ETEMESI: Stop over-posting photos of your kids
I love social media hence I always feel the need to sanitize it. It is 2019 and some behaviors online just need to stop. I’ll address some of them when the time is right but one behavior that needs emergency regulation is parents over-posting photos of their kids.
Posting once in a while is okay but there are people who keep showing off their babies all the time like the babies are trophies or something. It’s like the baby is a Nobel Peace prize or a Grammy award that the parent has just been awarded.
They post their kids photos each and every day, right on time, you’d think the kids are news bulletins. There are those who even began before the child was born by posting the ultrasound picture. Come on people.
WELL CRAFTED CAPTIONS
It’s quite common to bump into these kinds of photos every time you log into Instagram or Facebook. The captions are usually well crafted with phrases such as “my little munchkin” or ‘I am out here twinning with my mini-me.”
As you are busy over-posting the photos, chances are that you are not even aware how kid is really doing. If it’s a baby, you are not aware if they are sick or not. If it’s a grown child, you are not aware if they are being bullied in school or if they are happy with life at home.
I am pretty sure that if most babies could talk, they would say “toa picha yangu hapo.” And if most kids that are older could face up to their parents, they would echo the same sentiments too.
As adults, we all like to the post the best possible photos of ourselves. Some of you take 50 photos before you find the perfect one to post (Tunawajua).
If you have a child that is slightly older and knows about the internet, did you stop to think if the photos you keep posting are photos that they really like? They might feel that a specific picture you posted isn’t one that they would like to be out there for everyone to see. They might feel embarrassed or ashamed but they won’t have the guts to tell you.
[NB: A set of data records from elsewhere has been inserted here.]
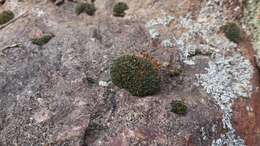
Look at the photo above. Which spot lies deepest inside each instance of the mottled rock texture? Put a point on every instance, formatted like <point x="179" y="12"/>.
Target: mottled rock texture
<point x="60" y="93"/>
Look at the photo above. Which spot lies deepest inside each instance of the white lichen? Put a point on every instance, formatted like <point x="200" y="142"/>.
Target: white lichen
<point x="227" y="79"/>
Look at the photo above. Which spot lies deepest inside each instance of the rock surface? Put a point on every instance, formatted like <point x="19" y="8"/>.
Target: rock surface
<point x="61" y="93"/>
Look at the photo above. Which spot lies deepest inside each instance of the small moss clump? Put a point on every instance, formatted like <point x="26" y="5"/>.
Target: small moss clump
<point x="135" y="74"/>
<point x="80" y="8"/>
<point x="42" y="40"/>
<point x="6" y="16"/>
<point x="90" y="9"/>
<point x="119" y="9"/>
<point x="232" y="32"/>
<point x="178" y="107"/>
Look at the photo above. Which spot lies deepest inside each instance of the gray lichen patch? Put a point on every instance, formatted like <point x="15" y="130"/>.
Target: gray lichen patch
<point x="227" y="79"/>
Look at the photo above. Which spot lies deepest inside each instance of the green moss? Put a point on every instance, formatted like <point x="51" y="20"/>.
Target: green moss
<point x="6" y="16"/>
<point x="176" y="72"/>
<point x="90" y="9"/>
<point x="42" y="40"/>
<point x="136" y="75"/>
<point x="232" y="32"/>
<point x="80" y="8"/>
<point x="119" y="9"/>
<point x="178" y="107"/>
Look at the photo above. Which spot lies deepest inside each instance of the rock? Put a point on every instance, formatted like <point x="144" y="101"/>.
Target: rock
<point x="59" y="2"/>
<point x="2" y="2"/>
<point x="103" y="83"/>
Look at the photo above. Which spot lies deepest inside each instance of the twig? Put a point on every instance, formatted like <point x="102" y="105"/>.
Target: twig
<point x="9" y="47"/>
<point x="13" y="20"/>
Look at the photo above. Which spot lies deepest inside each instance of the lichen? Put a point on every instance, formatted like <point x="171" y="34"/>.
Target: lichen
<point x="227" y="79"/>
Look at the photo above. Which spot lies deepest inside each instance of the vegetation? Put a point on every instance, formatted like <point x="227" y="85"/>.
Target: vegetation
<point x="80" y="8"/>
<point x="90" y="9"/>
<point x="176" y="72"/>
<point x="6" y="16"/>
<point x="232" y="32"/>
<point x="42" y="40"/>
<point x="119" y="9"/>
<point x="178" y="107"/>
<point x="135" y="74"/>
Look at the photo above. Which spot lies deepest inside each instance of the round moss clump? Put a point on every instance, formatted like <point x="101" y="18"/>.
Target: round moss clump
<point x="119" y="9"/>
<point x="232" y="32"/>
<point x="80" y="8"/>
<point x="6" y="16"/>
<point x="178" y="107"/>
<point x="90" y="9"/>
<point x="42" y="40"/>
<point x="136" y="75"/>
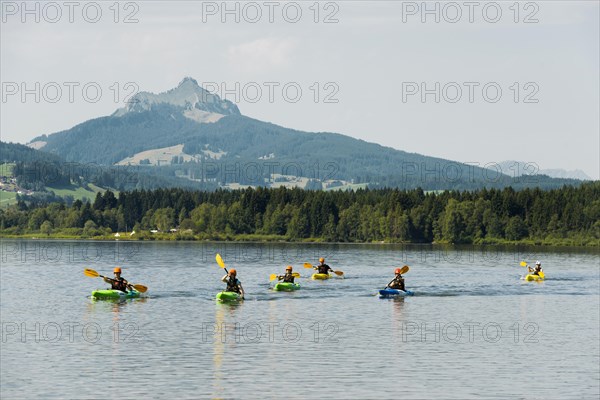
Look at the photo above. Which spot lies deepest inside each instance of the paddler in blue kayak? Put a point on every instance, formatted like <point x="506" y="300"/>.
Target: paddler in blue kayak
<point x="537" y="270"/>
<point x="118" y="282"/>
<point x="397" y="282"/>
<point x="322" y="267"/>
<point x="233" y="283"/>
<point x="288" y="277"/>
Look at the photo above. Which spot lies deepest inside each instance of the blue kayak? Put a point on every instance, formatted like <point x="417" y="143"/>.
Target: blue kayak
<point x="387" y="292"/>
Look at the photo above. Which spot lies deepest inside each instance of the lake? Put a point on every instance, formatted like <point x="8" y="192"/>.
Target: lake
<point x="472" y="329"/>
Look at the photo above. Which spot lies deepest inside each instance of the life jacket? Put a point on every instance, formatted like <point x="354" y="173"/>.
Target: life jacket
<point x="232" y="285"/>
<point x="324" y="268"/>
<point x="120" y="284"/>
<point x="398" y="283"/>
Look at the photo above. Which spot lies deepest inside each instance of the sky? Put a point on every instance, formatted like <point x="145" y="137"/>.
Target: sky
<point x="480" y="82"/>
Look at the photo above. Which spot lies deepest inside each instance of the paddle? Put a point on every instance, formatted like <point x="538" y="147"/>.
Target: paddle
<point x="220" y="262"/>
<point x="309" y="265"/>
<point x="222" y="265"/>
<point x="272" y="277"/>
<point x="93" y="274"/>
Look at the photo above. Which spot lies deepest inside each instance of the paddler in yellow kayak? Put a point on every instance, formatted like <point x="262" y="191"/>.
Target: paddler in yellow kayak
<point x="537" y="270"/>
<point x="233" y="283"/>
<point x="398" y="281"/>
<point x="322" y="267"/>
<point x="288" y="277"/>
<point x="118" y="282"/>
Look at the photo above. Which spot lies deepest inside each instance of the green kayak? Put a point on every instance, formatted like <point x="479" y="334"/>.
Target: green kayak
<point x="286" y="286"/>
<point x="228" y="296"/>
<point x="109" y="294"/>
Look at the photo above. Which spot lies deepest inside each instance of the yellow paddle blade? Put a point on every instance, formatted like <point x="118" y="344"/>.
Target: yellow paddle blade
<point x="140" y="288"/>
<point x="220" y="260"/>
<point x="91" y="273"/>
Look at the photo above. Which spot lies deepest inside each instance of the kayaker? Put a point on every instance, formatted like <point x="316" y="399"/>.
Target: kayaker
<point x="288" y="277"/>
<point x="322" y="267"/>
<point x="118" y="282"/>
<point x="397" y="282"/>
<point x="537" y="270"/>
<point x="233" y="283"/>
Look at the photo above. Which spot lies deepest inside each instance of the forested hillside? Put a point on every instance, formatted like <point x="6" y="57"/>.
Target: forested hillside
<point x="570" y="215"/>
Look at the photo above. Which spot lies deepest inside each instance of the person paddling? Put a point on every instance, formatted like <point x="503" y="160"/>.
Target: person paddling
<point x="233" y="284"/>
<point x="118" y="282"/>
<point x="537" y="270"/>
<point x="288" y="277"/>
<point x="322" y="267"/>
<point x="397" y="282"/>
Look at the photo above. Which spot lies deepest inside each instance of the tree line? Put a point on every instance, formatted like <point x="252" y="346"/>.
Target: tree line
<point x="393" y="215"/>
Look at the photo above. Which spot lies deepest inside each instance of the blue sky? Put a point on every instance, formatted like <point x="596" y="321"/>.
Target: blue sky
<point x="519" y="85"/>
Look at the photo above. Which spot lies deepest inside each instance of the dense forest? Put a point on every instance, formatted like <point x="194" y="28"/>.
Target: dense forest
<point x="570" y="215"/>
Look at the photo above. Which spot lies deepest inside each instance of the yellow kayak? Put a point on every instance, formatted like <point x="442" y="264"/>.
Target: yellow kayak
<point x="531" y="277"/>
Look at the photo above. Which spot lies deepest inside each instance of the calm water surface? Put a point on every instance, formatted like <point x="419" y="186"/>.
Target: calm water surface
<point x="473" y="328"/>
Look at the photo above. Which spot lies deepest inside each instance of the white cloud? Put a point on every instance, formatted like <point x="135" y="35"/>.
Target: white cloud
<point x="261" y="54"/>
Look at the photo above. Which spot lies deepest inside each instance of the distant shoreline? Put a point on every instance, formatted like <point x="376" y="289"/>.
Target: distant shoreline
<point x="256" y="238"/>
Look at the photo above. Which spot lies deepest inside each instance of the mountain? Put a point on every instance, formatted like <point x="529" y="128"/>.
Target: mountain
<point x="520" y="168"/>
<point x="198" y="104"/>
<point x="192" y="134"/>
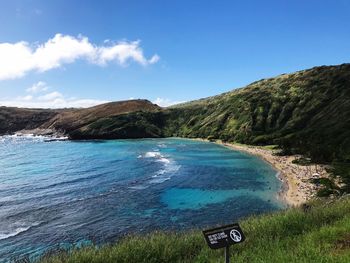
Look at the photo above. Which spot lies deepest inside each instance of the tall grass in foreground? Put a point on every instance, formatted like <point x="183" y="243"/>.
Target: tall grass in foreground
<point x="321" y="234"/>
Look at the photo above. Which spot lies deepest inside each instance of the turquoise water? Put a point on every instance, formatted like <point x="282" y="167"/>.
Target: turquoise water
<point x="55" y="195"/>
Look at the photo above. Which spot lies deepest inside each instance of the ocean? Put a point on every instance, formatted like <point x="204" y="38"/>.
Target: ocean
<point x="58" y="195"/>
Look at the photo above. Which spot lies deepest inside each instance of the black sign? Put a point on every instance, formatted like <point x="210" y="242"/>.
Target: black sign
<point x="224" y="236"/>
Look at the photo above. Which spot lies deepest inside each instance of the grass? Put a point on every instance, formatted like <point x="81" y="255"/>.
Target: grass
<point x="320" y="234"/>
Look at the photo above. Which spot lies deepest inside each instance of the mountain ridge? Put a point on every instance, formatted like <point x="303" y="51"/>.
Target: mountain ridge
<point x="303" y="112"/>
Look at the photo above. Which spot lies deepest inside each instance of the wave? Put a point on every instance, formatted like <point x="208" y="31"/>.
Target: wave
<point x="169" y="168"/>
<point x="18" y="137"/>
<point x="16" y="231"/>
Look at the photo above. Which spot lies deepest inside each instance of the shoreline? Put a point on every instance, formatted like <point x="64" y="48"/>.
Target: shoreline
<point x="296" y="187"/>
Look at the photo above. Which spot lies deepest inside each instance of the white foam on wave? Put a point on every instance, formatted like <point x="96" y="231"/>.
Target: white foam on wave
<point x="16" y="231"/>
<point x="19" y="137"/>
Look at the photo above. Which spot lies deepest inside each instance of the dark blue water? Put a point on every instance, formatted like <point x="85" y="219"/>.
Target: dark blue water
<point x="57" y="194"/>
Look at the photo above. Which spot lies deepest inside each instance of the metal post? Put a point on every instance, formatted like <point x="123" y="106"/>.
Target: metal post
<point x="227" y="254"/>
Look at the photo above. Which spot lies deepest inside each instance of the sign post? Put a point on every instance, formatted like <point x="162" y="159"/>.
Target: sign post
<point x="223" y="237"/>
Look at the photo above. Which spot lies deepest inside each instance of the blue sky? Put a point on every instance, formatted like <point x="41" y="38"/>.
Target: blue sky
<point x="79" y="53"/>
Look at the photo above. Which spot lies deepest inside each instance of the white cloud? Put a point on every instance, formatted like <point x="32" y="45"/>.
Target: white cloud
<point x="52" y="99"/>
<point x="165" y="102"/>
<point x="38" y="87"/>
<point x="51" y="96"/>
<point x="17" y="59"/>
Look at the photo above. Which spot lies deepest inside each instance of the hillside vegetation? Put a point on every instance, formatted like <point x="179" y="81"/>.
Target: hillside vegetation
<point x="306" y="112"/>
<point x="320" y="234"/>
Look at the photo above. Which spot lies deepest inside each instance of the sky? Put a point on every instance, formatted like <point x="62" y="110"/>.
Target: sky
<point x="57" y="54"/>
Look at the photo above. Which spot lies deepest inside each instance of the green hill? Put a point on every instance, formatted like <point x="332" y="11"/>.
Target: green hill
<point x="305" y="112"/>
<point x="320" y="234"/>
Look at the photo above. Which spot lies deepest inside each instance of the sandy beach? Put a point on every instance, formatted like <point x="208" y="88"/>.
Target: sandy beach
<point x="297" y="187"/>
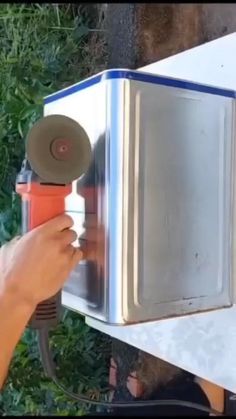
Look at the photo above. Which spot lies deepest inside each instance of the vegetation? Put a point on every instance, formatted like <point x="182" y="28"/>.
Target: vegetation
<point x="43" y="48"/>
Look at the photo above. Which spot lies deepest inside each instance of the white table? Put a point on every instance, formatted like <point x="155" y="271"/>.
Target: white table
<point x="204" y="344"/>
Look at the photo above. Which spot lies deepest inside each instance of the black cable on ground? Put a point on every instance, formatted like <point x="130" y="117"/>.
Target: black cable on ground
<point x="50" y="371"/>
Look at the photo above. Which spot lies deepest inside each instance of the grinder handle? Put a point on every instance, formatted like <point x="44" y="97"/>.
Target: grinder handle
<point x="40" y="203"/>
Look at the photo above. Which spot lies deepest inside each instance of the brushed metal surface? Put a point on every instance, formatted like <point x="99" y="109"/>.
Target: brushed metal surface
<point x="156" y="201"/>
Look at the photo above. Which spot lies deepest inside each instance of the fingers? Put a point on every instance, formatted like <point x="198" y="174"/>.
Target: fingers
<point x="68" y="236"/>
<point x="76" y="255"/>
<point x="59" y="223"/>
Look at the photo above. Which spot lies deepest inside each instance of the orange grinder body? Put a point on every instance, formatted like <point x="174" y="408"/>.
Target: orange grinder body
<point x="58" y="151"/>
<point x="40" y="203"/>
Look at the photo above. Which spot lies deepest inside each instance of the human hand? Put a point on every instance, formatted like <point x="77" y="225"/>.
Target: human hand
<point x="35" y="266"/>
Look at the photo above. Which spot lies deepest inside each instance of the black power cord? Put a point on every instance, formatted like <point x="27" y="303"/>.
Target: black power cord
<point x="49" y="368"/>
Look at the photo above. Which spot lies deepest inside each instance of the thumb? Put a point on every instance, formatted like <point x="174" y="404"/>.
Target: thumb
<point x="77" y="256"/>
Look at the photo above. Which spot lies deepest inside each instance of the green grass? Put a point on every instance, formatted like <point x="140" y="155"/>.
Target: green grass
<point x="43" y="48"/>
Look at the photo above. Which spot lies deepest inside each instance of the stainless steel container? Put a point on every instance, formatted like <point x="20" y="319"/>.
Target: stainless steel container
<point x="157" y="201"/>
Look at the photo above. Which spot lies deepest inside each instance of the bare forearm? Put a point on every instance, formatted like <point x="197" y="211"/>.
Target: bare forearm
<point x="14" y="316"/>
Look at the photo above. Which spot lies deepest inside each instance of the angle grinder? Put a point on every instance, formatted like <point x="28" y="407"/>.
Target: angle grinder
<point x="58" y="151"/>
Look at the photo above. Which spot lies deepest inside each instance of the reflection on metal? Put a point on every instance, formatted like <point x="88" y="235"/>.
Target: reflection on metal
<point x="155" y="204"/>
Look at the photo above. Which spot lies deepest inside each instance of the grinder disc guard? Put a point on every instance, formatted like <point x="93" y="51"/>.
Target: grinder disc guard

As a parent, you won’t be judged by how many photos of your child you posted. You will be judged by the kind of person that child turns out to be when they morph into an adult. Good parenting involves instilling good behaviour in them, feeding them, ensuring they have proper education and being a role model that they can look up to.
A former neighbour of mine used to post photos of her baby girl on Facebook all the time and she would still smoke weed in front of that kid. I mean, what kind of parenting is that?
I hate to break it down to you but no one wants to see pictures of your child all the time. You might think your kid is adorable and worthy of flaunting and you might be right. However, people don’t really care. You are not Kim Kardashian or Bahati.
Give your child the opportunity to grow up in privacy. Stop the excessive digital documentation and just focus on being a good parent okay?